GW2 Elementalist: My Personal Story

Between Wow runs in the Tanaan Jungle, I’ve been inching my GW2 Elementalist along and finally am at level 10, and gain “My Personal Story”.

The personal story is the unique campaign of each character which, along with dynamic events and map completion, makes up much of PvE gameplay. The personal story is independent from random world events and is always available to follow through the game world and the events which occur there. The personal story is told through character specific instances and is personalized by decisions made before and during gameplay.  

I don’t remember the personal stories of the other characters I’ve gotten to level 10, but I like this one so far.


I’m sent back to Divinity’s Reach, the main city in Queensdale to see an old friend who runs a tavern with her father.  Some local ne’er-do-wells cause trouble and I have to take them all down.  Unfortunately, dear old dad was injured in the fight.  He needs medical supplies which bizarrely are not available in this, the largest city I have ever seen in a game.

Off I go to an encampment near where I started my character.  Bandits/robbers/boneheads have stolen the supplies and are holed up in a nearby cave.  I must go in to get the supplies back.   It was late when I did the opening of this series so I haven’t gone cave crawling yet.  I’m expecting bunches of baddies and a boss.

From Deep in the Archives: Blizzard’s Brave New World

As everyone sort of mourns Blizzard putting World of Warcraft on the back burner, I came across an article I’d copied from Computer Gaming World.  I don’t have the date on my copies, unfortunately.

The headline “Is World of Warcraft the breakout online game everyone’s been waiting for? Blizzard’s Brave New World” is so much fun, and reminds us the game was once all shiny and new, with an uncertain future in a crowded market.


The article is written by Jeff Green and Thierry Nguyen (two writers I miss!).  Here’s some of what they liked:

“…the game world is beautiful.  Blizzard has truly realized it’s goals with the game’s graphics; it really feels like you’re inside the WarCraft strategy games.  The landscape and architecture boast Blizzard’s distinctive painterly, slightly surreal perspective–not quite realistic, but not overly cartoony either.”

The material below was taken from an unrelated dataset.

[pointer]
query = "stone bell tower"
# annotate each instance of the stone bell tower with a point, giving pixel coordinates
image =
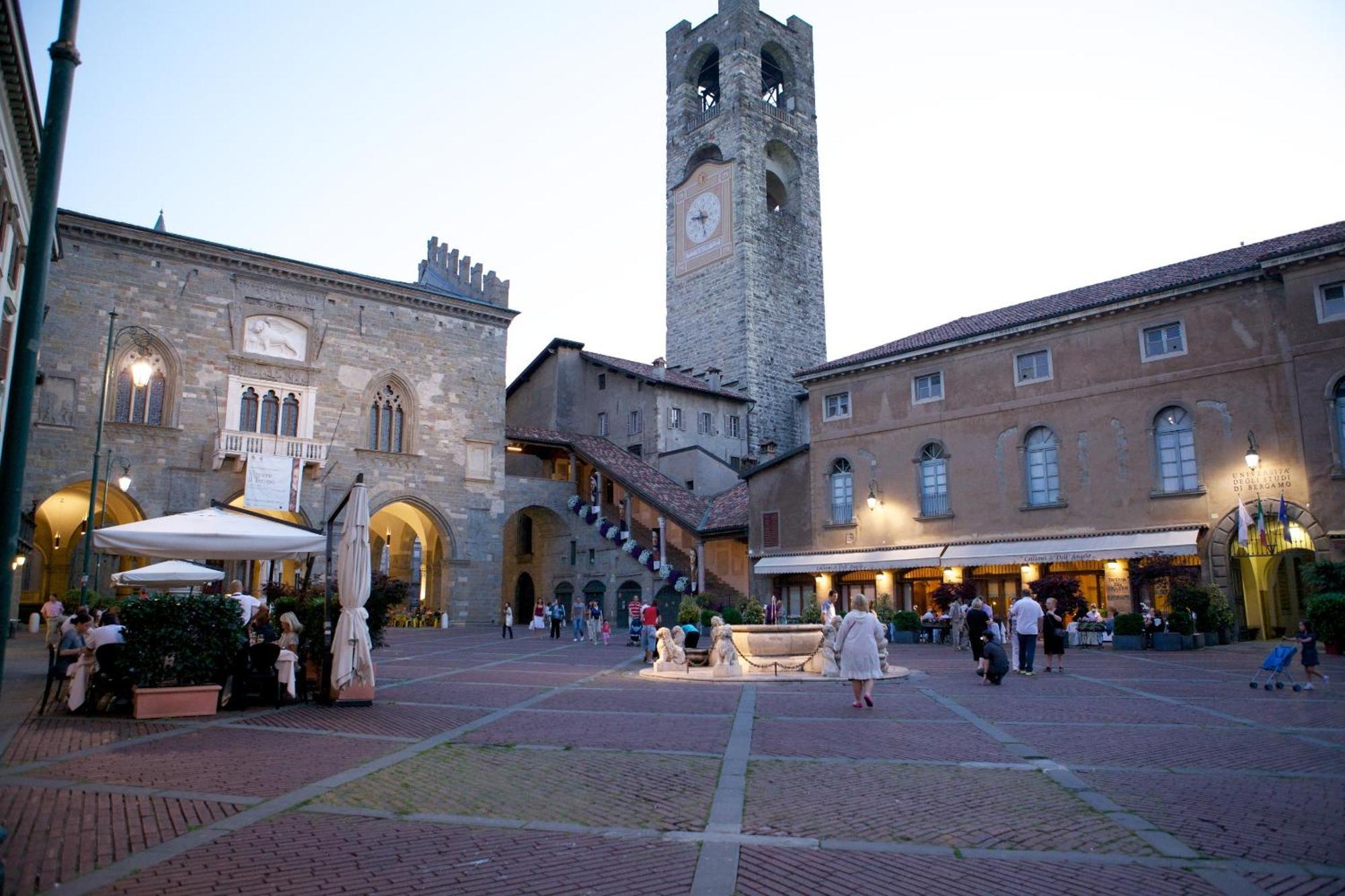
(744, 224)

“…World of Warcraft opens almost as if it’s a single player RPG–giving you very specific goals, cool rewards, and an easy, gradual introduction to the world around you.”

“World of Warcraft takes its quest interface almost straight from WarCraft III.  NPCs with quests to offer appear in the world with large yellow exclamation points above their heads, just like in the strategy game.”

“Before we started playing, Blizzard told us that one of its goals was to achieve what it did in Diablo II–make World of Warcraft so fun that “level ups” come as a surprise.  We’ll be darned if that didn’t happen a number of times throughout our two days of playing.”

“World of Warcraft, more than any other MMORPG we’ve tried, plays much more like a single-player RPG–something Blizzard designed on purpose.”

“…it’s that fun, it was everything that made Diablo and the WarCraft games so addictive, and more.”

“The biggest worry all along might have been that Blizzard would be out of its depth here, in a tough genre in which it has no experience.  Instead, Blizzard has taken genre and done the best thing it could possibly have done: made a Blizzard game.”

Guild Wars 2: What It’s Missing

I played a little Guild Wars 2 this week.  My low level Elementalist is working in the Queensdale area.

It finally occurred to me what it is about this game that doesn’t grab me.  You work through a map area, doing tasks and filling in “hearts” for quest givers.

There are Vistas to discover, usually involving some climbing or jumping, and a point of interest or two.

You don’t get your “Personal Story” till level 10.  My experience with those so far has been that it’s an instance where you fight a boss and some other more challenging fights.  It hasn’t felt personal at all with the characters who have done them.

For me, the world is curiously empty of story, and any connective quest lines that you would usually have to move you from one area of the world to another.  You don’t get the sense that you’re really getting anywhere.

It’s sort of all exploration and check boxes.

I thought it was that I hadn’t found a character class I liked, but it’s the world itself that is pretty but sort of hollow.  It doesn’t feel like a world, really.   Relaxing for a break sometimes, but not so far compelling.

My character, however, is stunningly beautiful.  There is that.